Bildung : Schulen schummeln beim Drittklässler-Test

Bei Vergleichsarbeiten für Migrantenkinder wird gemogelt, klagen Pädagogen. Viele Schüler scheitern schon an der Fragestellung. Vor dem Bildungsgipfel werden die Hilferufe aus den betroffenen Schulen lauter.

Susanne Vieth-Entus

Im Vorfeld des Bildungsgipfels gibt es aus Berlins Brennpunktschulen dramatische Appelle an die Bundeskanzlerin, die Anstrengungen für die Migrantenförderung zu verstärken. Vor allem eine frühere und bessere Kita-Förderung steht im Fokus der Forderungen. Nach Aussage von Schulexperten führen die miserablen Sprachkenntnisse der Grundschulkinder längst dazu, dass Lehrer bei den obligatorischen Vergleichsarbeiten den Kindern helfen, um die Ergebnisse weniger katastrophal aussehen zu lassen.

„Die Kollegen schummeln ganz bewusst, damit ihre Klassen nicht in ein schlechtes Licht gerückt werden“,bestätigte eine Kreuzberger Lehrerin, die namentlich nicht genannt werden möchte. Die Kinder hätten einen derart verarmten Wortschatz, dass sie bereits an der Fragestellung scheiterten. Deshalb würden Lehrer die Aufgaben tags zuvor besprechen oder aber während des Tests Hilfestellungen geben. Konkret geht es um die Drittklässler-Arbeit „Vera“, die bundesweit geschrieben wird. Die Bildungsverwaltung betonte, sie wisse von der Schummelei nichts, werde aber konkreten Hinweisen „selbstverständlich“ nachgehen.

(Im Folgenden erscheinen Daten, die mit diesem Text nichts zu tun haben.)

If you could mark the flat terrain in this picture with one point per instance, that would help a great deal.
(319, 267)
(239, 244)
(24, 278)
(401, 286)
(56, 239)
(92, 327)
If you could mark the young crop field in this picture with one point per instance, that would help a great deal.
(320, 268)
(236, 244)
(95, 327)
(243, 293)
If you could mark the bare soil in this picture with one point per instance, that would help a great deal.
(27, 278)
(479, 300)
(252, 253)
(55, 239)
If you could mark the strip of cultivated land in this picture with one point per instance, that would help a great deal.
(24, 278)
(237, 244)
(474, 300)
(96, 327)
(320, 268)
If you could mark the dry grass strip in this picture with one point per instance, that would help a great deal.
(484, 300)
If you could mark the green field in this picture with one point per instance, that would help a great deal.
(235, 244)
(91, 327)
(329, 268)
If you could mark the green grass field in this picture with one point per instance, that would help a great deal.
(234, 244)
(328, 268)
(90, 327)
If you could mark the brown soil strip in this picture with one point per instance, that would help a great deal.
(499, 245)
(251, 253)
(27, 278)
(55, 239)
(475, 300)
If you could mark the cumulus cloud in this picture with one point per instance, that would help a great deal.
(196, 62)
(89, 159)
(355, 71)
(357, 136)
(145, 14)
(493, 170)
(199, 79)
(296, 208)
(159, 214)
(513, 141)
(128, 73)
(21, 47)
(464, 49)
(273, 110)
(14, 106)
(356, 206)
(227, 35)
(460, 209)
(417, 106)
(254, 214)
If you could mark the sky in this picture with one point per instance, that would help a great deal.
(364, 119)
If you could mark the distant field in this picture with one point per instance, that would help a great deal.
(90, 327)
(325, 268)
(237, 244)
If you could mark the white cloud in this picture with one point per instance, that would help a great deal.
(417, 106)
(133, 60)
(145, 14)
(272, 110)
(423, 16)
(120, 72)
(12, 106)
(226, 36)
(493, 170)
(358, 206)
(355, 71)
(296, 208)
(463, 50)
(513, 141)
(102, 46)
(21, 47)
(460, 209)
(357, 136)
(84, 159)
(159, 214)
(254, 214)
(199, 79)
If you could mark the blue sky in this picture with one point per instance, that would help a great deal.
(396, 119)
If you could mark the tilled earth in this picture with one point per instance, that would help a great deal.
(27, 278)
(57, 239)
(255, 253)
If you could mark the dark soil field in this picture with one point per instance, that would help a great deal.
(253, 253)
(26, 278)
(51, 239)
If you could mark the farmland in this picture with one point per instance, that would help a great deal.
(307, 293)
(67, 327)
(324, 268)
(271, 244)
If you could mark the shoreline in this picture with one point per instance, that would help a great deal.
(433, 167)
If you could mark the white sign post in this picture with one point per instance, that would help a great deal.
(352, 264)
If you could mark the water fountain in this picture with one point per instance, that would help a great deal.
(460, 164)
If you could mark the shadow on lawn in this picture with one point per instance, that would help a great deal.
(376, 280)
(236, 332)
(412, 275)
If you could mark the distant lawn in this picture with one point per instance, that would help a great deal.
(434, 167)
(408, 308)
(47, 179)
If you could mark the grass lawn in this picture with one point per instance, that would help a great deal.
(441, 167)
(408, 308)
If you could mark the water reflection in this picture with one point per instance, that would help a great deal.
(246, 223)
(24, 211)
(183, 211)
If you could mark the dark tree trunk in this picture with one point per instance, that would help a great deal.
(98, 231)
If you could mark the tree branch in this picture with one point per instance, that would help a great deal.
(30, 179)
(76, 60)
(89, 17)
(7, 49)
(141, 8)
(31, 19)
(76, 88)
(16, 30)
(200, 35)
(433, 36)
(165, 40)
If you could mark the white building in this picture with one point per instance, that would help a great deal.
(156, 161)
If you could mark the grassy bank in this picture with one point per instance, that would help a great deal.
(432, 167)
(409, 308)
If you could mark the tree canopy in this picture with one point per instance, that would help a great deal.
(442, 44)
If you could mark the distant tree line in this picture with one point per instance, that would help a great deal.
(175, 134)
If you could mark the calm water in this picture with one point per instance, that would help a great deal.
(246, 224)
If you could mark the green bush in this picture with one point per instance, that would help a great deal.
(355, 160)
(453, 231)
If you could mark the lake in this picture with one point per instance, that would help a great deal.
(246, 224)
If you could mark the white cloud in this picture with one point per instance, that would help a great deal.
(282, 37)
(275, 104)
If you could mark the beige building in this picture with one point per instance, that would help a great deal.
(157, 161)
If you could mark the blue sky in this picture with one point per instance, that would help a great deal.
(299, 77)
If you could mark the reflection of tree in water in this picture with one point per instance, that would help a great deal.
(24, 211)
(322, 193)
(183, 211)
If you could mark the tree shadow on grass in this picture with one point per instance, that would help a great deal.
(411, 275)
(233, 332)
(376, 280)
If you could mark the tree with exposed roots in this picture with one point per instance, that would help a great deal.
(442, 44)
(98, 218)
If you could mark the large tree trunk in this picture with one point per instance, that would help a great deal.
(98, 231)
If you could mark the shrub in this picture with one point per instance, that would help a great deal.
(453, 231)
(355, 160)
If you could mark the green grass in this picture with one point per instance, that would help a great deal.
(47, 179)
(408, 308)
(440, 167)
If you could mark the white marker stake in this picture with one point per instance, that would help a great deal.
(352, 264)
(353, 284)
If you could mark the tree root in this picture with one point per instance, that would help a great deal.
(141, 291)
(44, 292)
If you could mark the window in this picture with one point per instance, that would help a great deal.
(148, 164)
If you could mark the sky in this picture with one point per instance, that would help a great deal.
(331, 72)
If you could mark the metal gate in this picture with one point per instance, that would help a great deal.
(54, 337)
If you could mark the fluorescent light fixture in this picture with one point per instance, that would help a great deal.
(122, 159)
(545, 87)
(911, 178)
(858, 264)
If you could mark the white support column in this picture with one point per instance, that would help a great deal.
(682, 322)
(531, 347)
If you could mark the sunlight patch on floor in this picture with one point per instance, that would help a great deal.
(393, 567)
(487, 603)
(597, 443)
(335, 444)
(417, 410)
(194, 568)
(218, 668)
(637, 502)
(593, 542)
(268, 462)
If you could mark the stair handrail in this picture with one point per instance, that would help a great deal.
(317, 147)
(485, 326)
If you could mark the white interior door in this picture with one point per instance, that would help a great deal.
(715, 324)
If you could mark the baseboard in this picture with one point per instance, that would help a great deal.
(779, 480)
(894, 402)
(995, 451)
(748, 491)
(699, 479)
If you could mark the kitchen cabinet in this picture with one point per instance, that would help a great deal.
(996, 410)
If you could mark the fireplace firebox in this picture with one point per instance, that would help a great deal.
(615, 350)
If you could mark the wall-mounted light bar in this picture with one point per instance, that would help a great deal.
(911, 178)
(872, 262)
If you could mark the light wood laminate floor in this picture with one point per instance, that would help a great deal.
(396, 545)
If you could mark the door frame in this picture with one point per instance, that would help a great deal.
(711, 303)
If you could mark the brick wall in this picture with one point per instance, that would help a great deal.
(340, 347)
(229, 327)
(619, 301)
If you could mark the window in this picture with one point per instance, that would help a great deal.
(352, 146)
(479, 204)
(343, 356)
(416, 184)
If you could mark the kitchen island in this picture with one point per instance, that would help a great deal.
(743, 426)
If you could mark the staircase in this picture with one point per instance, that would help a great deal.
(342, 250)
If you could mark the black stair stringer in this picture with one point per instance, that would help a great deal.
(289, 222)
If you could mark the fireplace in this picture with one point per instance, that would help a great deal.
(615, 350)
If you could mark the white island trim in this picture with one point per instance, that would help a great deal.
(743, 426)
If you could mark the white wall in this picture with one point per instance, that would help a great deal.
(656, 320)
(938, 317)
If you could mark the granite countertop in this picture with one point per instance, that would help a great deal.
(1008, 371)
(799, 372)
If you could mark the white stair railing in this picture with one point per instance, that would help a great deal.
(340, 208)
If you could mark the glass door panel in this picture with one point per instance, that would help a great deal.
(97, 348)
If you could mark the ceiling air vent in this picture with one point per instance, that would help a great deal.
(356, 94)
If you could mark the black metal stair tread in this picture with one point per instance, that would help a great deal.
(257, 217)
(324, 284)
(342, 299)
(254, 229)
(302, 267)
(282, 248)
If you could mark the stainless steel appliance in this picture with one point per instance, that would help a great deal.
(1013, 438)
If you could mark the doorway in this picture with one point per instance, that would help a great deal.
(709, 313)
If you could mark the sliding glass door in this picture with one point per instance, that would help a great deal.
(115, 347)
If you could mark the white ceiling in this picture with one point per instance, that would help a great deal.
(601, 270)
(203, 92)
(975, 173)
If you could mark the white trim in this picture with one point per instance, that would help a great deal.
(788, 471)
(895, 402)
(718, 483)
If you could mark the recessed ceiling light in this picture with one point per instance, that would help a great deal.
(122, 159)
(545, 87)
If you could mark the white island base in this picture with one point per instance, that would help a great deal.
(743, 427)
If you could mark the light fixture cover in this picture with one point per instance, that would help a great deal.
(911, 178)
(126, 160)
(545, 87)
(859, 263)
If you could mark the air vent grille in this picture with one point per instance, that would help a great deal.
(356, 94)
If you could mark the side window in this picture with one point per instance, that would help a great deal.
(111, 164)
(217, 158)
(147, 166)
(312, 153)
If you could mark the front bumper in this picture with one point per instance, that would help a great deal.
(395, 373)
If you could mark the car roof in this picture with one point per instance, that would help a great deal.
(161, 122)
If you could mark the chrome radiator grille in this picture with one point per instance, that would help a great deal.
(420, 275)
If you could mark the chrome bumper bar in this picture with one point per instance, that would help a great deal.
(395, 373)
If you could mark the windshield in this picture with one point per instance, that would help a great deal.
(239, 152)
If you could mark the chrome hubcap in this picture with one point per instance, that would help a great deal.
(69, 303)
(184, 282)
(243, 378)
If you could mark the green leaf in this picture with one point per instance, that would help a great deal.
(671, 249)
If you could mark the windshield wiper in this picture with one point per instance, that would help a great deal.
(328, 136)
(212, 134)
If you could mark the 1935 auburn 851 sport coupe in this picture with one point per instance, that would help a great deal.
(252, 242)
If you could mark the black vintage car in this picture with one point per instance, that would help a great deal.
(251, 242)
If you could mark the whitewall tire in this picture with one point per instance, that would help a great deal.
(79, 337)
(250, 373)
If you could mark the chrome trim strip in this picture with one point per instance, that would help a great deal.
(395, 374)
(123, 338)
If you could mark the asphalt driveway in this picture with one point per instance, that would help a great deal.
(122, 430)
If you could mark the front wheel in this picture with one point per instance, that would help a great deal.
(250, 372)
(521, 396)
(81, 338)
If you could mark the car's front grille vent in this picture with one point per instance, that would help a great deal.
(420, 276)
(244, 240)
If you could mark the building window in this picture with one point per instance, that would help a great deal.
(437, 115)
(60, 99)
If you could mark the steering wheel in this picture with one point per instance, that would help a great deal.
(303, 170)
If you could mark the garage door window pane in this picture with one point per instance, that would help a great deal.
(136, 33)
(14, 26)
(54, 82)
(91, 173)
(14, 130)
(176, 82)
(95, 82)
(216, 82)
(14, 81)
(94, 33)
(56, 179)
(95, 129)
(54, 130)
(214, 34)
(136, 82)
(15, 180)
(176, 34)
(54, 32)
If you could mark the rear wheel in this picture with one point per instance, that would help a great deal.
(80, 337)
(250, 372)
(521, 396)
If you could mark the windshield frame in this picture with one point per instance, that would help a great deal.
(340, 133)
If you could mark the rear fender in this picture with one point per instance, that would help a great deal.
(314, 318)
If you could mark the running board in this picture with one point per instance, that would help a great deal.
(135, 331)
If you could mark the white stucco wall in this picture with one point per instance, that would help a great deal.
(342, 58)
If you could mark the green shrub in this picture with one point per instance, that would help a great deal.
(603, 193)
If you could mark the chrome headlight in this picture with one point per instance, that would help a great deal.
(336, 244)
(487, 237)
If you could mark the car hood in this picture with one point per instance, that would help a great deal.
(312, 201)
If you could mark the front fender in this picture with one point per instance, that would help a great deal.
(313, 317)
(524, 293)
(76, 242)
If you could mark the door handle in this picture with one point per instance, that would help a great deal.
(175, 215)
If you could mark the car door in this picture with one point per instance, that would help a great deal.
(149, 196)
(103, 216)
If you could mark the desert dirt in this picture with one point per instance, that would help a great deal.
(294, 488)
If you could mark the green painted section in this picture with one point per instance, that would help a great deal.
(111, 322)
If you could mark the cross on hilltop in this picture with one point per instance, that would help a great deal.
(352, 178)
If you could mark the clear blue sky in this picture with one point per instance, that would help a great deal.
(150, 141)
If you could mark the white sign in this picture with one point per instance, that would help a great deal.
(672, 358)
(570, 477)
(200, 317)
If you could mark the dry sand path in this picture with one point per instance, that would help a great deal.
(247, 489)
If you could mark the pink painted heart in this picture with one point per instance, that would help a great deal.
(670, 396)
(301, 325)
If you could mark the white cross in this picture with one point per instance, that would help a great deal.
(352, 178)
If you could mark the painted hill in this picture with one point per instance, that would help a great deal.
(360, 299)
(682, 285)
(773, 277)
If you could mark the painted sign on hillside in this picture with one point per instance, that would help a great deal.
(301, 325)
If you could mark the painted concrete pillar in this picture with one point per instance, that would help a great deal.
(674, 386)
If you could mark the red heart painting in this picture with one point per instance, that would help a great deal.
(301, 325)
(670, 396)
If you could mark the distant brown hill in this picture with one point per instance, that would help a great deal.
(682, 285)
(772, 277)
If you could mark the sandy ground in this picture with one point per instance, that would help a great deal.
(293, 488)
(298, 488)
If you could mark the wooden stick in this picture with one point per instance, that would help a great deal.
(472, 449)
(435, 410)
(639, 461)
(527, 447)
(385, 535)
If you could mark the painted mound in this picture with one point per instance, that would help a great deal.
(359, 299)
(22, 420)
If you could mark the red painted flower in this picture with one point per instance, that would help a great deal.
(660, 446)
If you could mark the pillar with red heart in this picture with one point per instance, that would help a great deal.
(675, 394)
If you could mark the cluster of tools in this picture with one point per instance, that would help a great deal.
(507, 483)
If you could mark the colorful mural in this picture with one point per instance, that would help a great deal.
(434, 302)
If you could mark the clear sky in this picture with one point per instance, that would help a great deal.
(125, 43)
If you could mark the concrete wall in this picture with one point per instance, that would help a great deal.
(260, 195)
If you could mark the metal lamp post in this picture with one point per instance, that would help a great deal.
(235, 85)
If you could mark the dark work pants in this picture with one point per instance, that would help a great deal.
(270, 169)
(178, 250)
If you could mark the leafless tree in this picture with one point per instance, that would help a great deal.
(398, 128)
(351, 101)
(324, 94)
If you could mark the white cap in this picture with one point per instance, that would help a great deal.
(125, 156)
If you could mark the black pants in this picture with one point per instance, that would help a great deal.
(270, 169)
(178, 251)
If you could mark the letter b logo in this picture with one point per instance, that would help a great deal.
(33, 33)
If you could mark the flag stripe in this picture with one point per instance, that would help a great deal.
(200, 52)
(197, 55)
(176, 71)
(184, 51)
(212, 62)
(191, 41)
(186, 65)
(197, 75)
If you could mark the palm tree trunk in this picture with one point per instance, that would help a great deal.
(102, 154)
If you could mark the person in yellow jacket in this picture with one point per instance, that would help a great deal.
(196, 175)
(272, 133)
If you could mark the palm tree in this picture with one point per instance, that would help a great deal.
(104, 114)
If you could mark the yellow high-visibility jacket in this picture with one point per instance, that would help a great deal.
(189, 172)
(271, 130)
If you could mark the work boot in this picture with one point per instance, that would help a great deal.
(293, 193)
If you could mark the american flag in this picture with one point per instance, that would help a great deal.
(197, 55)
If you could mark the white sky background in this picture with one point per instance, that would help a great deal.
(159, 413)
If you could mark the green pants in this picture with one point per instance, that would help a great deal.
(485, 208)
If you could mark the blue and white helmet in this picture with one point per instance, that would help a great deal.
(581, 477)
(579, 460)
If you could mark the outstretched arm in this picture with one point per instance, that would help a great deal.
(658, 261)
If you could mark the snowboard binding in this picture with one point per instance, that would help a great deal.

„Wir kennen solche Manipulationsvorwürfe, aber das Problem ist, dass die Politik darauf nicht reagiert“, bedauert hingegen Mario Dobe vom Ganztagsschulverband. An seiner Schule habe man sich zwar darauf verständigt, nicht zu schummeln und auch nicht vorab zu üben. Aber auch Dobe weiß, dass es Gründe gibt, die Ergebnisse zu manipulieren: Zum einen müssten sich Schulen mit schlechten Ergebnissen vor den Schulinspekteuren und den Schulräten rechtfertigen, zum anderen sähen sie auch den Sinn der Vergleichsarbeiten nicht. Ebenso wie Karin Babbe von der Weddinger Erika-Mann- Schule appelliert Dobe an die Politik, sich auf kostenfreie Kitas ab drei Jahren zu einigen und die Erzieher besser zu qualifizieren. Anders könne man die Sprachprobleme nicht in den Griff bekommen.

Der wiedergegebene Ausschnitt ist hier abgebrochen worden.